Another patient, 38-year-old a serviceman, recounted a drone blast had left him with a head injury. “I was in a dugout. It suddenly went dark. I couldn’t feel anything or hear anything,” he explained. “I believe I was fortunate to remain alive. A relative has been lost. We face continuous detonations.” A builder employed in a neighboring country, he said he had returned to his homeland and enlisted to serve shortly before the Russian leader's large-scale attack in February 2022.

A third soldier, Taras Mykolaichuk, had been struck in the back. He groaned as medical staff laid him on a bed, removed a stained dressing and cleaned his two-day-old shrapnel wound. Covered in a foil blanket, he used a cellphone to call his sister. “A fragment of artillery hit me. It was a deflected projectile. My condition is stable,” he told her. What were his plans now? “To recover. That will take a few months. Subsequently, to go back to my unit. Our forces has to defend our nation,” he said.

Doctors care for Taras Mykolaichuk, who was hit in the back by a fragment of artillery shell.

Over the past years, Russia has consistently targeted hospitals, clinics, obstetric units and emergency vehicles. Per human rights groups, 261 health workers have been fatally attacked in nearly 2,000 attacks. This subterranean hospital is built from multiple steel bunkers, with wooden supports, earth and granular material laid on top reaching the surface. It is designed to resist impacts from large-caliber artillery shells and even three eight-kilogram TNT charges dropped by aerial means.

The Ukrainian industrial group, which funded the construction, intends to build 20 units in all. The head of the nation's national security council and former military leader, Rustem Umerov, declared they would be “critically essential for preserving the survival of our armed forces and assisting troops on the frontline.” The company referred to the initiative as the “most ambitious and challenging” it had implemented after the enemy's invasion.

An example of the facility's operating theatres.

The surgeon, explained certain injured soldiers had to endure delays many hours or even days before they could be transported because of the threat of air assaults. “Our facility received a pair of severely injured casualties who arrived at the early hours. It was necessary to carry out a double amputation on one of them. His bleeding control device had been on for such an extended period there was no alternative.” What is his method with traumatic operations? “I’ve been medicine for 20 years. One must focus,” he remarked.
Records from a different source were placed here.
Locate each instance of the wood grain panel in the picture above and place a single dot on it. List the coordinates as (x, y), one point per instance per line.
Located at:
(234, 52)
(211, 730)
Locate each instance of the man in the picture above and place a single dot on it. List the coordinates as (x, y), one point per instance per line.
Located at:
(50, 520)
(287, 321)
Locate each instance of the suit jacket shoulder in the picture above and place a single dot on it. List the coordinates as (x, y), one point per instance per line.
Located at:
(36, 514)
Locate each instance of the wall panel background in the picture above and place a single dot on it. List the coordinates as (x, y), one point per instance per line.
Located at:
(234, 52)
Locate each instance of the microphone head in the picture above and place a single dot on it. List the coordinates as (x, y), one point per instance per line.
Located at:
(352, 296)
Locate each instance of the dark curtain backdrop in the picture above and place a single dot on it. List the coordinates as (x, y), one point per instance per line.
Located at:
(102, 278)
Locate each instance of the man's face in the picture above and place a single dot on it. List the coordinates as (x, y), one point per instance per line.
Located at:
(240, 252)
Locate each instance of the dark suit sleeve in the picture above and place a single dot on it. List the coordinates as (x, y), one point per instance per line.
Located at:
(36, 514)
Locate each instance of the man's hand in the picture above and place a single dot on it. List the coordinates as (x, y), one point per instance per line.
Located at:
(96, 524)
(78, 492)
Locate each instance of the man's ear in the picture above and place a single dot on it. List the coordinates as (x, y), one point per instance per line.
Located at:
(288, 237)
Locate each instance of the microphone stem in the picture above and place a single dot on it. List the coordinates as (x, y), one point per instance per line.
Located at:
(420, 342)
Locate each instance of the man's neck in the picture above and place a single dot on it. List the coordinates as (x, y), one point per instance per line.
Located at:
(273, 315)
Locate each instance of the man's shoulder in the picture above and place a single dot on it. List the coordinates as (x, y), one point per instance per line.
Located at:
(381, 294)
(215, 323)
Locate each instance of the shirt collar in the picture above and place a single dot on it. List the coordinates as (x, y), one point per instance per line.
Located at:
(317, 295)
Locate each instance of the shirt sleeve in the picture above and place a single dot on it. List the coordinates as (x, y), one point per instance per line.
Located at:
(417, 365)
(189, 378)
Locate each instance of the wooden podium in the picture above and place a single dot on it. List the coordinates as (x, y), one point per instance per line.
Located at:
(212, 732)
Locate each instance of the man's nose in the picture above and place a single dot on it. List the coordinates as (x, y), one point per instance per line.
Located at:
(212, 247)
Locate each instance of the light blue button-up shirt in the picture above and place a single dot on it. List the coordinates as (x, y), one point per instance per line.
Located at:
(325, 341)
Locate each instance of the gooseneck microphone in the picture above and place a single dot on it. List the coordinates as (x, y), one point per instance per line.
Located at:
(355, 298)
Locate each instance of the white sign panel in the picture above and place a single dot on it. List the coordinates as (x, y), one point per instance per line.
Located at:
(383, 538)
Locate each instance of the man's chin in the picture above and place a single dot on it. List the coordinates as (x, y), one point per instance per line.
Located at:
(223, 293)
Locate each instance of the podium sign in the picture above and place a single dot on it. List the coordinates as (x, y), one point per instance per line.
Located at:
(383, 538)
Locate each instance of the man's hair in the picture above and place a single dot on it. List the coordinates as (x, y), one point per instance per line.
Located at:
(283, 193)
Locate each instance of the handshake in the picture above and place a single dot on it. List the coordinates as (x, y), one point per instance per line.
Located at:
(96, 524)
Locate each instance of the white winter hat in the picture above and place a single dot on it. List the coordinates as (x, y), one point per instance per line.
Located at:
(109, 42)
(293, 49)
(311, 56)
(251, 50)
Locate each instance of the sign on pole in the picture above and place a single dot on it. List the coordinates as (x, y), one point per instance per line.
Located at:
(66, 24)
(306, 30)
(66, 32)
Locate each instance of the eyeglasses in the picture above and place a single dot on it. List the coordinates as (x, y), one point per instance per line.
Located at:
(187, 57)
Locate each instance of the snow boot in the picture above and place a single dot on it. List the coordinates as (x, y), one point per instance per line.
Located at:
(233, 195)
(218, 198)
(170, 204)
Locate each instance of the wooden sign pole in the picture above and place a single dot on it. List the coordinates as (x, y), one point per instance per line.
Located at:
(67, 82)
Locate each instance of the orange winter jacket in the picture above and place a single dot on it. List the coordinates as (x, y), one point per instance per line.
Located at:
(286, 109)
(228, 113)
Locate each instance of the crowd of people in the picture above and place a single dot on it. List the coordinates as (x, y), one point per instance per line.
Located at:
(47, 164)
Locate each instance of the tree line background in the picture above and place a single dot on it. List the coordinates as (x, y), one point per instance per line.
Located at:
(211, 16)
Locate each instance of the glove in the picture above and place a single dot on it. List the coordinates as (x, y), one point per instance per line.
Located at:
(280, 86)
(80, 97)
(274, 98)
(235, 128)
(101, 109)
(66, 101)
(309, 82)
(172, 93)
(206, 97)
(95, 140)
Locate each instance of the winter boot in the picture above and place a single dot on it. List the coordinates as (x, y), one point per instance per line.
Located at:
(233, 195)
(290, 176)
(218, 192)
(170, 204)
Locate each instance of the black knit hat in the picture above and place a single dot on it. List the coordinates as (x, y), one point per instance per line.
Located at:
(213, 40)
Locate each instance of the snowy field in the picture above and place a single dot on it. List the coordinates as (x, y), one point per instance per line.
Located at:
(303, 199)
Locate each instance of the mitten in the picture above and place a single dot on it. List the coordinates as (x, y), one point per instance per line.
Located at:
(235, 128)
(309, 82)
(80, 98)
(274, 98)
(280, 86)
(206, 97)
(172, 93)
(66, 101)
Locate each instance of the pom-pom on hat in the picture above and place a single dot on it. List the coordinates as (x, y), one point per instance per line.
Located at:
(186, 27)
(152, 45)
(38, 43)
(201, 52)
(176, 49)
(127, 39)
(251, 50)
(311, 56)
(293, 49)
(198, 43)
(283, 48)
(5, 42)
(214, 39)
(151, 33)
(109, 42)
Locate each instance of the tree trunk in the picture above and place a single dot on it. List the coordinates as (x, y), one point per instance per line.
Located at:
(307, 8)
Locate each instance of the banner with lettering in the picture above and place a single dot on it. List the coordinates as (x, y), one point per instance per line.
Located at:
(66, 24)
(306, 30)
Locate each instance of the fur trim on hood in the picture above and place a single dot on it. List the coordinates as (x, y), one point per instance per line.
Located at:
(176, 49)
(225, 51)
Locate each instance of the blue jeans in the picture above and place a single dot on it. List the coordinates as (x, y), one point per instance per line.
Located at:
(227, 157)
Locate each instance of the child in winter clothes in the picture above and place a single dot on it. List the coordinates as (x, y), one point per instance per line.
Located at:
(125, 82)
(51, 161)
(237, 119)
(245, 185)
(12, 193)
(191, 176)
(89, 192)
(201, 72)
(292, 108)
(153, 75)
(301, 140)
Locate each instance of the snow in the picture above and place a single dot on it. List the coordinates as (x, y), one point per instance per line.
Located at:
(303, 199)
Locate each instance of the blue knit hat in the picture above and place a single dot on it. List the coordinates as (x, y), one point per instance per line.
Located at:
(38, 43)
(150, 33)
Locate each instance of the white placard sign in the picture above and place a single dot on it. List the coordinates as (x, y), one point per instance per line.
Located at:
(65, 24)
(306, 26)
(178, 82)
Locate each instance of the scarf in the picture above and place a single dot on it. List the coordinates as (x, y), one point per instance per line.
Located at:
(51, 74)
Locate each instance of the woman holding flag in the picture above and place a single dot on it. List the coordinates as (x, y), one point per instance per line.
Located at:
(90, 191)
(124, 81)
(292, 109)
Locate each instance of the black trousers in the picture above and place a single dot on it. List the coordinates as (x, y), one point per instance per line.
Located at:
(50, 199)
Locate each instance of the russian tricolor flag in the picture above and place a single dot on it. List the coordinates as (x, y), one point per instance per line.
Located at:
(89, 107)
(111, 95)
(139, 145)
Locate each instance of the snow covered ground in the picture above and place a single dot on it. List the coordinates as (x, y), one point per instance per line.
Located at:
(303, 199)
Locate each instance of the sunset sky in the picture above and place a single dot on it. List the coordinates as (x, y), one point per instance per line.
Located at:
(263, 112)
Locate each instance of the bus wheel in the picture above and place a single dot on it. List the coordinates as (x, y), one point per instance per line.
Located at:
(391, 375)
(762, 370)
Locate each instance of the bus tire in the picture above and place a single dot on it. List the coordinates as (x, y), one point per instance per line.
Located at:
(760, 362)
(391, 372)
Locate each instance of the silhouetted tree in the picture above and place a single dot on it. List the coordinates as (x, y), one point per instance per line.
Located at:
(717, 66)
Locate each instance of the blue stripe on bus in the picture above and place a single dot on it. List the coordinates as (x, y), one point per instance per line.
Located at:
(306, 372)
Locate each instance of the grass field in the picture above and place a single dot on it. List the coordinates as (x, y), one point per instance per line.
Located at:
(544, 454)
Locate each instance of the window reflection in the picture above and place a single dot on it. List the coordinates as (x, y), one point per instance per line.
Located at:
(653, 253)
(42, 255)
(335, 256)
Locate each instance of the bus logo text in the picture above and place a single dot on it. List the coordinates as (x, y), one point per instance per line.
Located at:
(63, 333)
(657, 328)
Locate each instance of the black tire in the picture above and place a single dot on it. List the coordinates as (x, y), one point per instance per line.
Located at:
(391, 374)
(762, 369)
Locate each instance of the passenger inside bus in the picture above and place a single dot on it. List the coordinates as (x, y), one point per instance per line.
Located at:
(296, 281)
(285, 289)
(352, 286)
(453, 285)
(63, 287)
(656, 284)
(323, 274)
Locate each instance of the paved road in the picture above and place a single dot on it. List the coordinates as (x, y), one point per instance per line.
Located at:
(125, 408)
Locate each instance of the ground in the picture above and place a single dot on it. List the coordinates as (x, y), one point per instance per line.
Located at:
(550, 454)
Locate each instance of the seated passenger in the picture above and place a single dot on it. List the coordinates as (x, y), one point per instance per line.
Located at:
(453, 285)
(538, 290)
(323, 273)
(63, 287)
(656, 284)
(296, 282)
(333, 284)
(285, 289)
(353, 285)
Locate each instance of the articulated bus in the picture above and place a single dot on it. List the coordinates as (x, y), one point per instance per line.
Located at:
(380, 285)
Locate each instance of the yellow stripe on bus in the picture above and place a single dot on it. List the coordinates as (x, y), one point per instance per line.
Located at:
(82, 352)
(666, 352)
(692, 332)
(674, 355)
Orderlies wheeled the soldier through the tunnel and into an ambulance. The vehicle was parked under a bush. The patient and the other military members were transferred to the urban center of Dnipro for additional medical care. The subterranean hospital staff took a break. The facility's orange feline, the mascot, walked toward the entrance to await the incoming patients. “We are open around the clock,” Holovashchenko said. “It doesn’t stop.”

Timothy Murphy
Timothy Murphy

A professional gambler with over 15 years of experience in casino gaming, specializing in slot machine analytics and strategy development.